“In a hole in the ground there lived a hobbit. Not a nasty, dirty, wet hole, filled with the ends of worms and an oozy smell, nor yet a dry, bare, sandy hole with nothing in it to sit down on or to eat: it was a hobbit-hole, and that means comfort.”

This is the first line in a series of books which was to become the second religion in my parents’ house. When John Ronald Reuel Tolkien wrote that line I doubt he ever imagined it would lead to the cult following which it became. I also very much doubt he ever thought it would be one of the most famous and beloved stories for several generations to come.

My father loved The Hobbit and Lord of the Rings series. All four of us kids were raised with these stories though it didn’t quite have the following in the 80’s and 90’s that it has today. Peter Jackson took care of that. Long before it was an epic cinema series though, it as a 1970’s animated film complete with songs that you will never get out of your head. I still hear “Frodo of the nine fingers and the ring of doom” every time I think of the final scene with Gollum and Frodo in Mordor. I swear I watched the animated movies so many times. Incidentally it helped me take my trivia team to victory (thus leading to free candy from Mr. Middlebush, the science teacher) when I knew that Gandalf was the wizard from the series. The fact that no one else knew that as odd to me. I hadn’t yet realized in 8th grade that not everyone’s childhood consisted of good doses of Jesus and Middle Earth alike.

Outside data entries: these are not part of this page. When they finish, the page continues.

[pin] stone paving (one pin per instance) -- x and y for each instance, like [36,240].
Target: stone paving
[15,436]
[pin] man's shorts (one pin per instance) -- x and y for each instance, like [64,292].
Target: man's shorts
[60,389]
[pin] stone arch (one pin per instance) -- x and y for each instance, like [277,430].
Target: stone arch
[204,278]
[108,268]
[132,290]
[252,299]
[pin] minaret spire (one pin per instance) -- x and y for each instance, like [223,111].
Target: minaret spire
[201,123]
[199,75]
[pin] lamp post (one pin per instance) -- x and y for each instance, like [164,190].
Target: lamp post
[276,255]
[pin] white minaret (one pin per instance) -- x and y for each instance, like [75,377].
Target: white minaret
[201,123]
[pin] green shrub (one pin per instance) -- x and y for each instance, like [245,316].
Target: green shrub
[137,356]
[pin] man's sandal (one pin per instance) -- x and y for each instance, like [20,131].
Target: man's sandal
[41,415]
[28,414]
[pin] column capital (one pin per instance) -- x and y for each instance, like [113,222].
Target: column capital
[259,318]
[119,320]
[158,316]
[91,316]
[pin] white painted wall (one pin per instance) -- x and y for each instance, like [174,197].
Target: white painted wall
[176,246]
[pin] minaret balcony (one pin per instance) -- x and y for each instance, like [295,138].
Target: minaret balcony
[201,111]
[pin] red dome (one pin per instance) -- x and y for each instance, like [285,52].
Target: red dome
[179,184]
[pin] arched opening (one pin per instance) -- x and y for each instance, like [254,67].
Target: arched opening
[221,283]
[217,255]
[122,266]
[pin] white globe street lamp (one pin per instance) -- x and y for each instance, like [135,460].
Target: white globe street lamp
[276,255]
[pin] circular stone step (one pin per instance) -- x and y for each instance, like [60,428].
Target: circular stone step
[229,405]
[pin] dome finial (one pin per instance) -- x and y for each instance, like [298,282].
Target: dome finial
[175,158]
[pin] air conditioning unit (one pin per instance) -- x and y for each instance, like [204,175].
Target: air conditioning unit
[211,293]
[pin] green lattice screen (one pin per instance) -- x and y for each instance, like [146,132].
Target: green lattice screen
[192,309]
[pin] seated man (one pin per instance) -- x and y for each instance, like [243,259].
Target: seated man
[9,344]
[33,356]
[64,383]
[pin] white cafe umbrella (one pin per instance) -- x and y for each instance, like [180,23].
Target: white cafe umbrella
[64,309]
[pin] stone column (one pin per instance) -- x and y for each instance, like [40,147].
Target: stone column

When my father heard they were making The Lord of the Rings series into a new live action movie (or rather 3 movies) I swear he was as happy as a kid on Christmas. It was released on his birthday: December 10th 2001. This was 6 months after my 9 year old sister had died unexpectedly and I think he needed something happy to cling to. Over the next 13 years we would all learn, through Dad, odd bits of trivia and the entire history of the LOTR world. Every time a new movie was announced we knew Dad would be at the midnight showing the day of release.

In 2004 he started working on a Gimli costume for the Return of the King movie premiere. He finished it once but then went back and revamped it in 2012 when the Hobbit was announced. The crowning glory, if you will, of the costume was the helmet. I mean seriously, look at it:

Those tiny triangle pieces at the back? All individually cut, painted and attached. The leather work on the side shield pieces and the helm? Hand-tooled, stamped and cut. The wood making up the basic form? Designed and cut by Dad. And this was a man who was diabetic and had neuropathy that caused him constant pain in his extremities. He hurt and he was exhausted.

But this made him happy.

He was an old shop teacher, an old engineer, who wanted to make his cosplay as accurate as possible. He used screenshots from the movie and matched his designs as best he could. He tooled leather gauntlets and greaves, a leather belt buckle and laced suspender straps. Mom helped by sewing all the cloth pieces and giving it more character than plain brown pants and a shirt. (Also by apparently getting high off contact cement when the house wasn’t properly vented. Yes Mom, I saw your comments on facebook.) When the revamp was finished (and they were both sober) I took pictures of the final product:

The midnight showing of The Hobbit 2012 at Celebration South had it’s very own Gimli. (Who is the son of Gloin, who is in The Hobbit. See? I remember these things!)


He was tickled pink when people wanted their picture with him. He WAS Gimli at that moment and wore it again to The Desolation of Smaug.

We had Hobbit Day celebrations at Mom and Dad’s house, eating too much food, playing games and watching these movies we all loved, but Dad most of all. It was awesome to see this one thing bring so much life back to him even if it was just moments at a time.

See, in between the movies, in between the rants about accuracy between book and movie, in between the speculation as to what amazing scenes would be included in the next movie, between all that he and my mother were grieving parents. I won’t go into detail here but they had lost a child. It was unexpected. And they needed distraction.

We all cope with awful happenings in different ways. Throwing yourself into your work or religion, bottling up emotions, shopping, becoming self-destructive. My father had always been the dreamer of the couple. Mom loves fantasy but her feet are firmly planted in the real world. I think Dad was slightly less so.

LOTR came at a time when my father needed something to hang onto. Something he knew would turn out well. Evil would be defeated and the world would be right once again. He threw himself into it and tugged us all along for the ride. I never minded.

We celebrated Hobbit Day on his birthday in 2014, 6 months after his death and 7 days before The Battle of the Five Armies was released in theatres. We made hobbity themed treats and watched the first two movies in the series, which Dad had bought as special extended editions of course. We went to see the third and final installment 7 days later. I cried knowing how he would have loved it, deconstructed it, and would have informed us of any outstanding inconsistencies in the interpretation of the novel. But for that brief moment of 2 hours and 44 minutes he was with us again.

I don’t think Tolkien ever imagined his novels would do what they did for my family.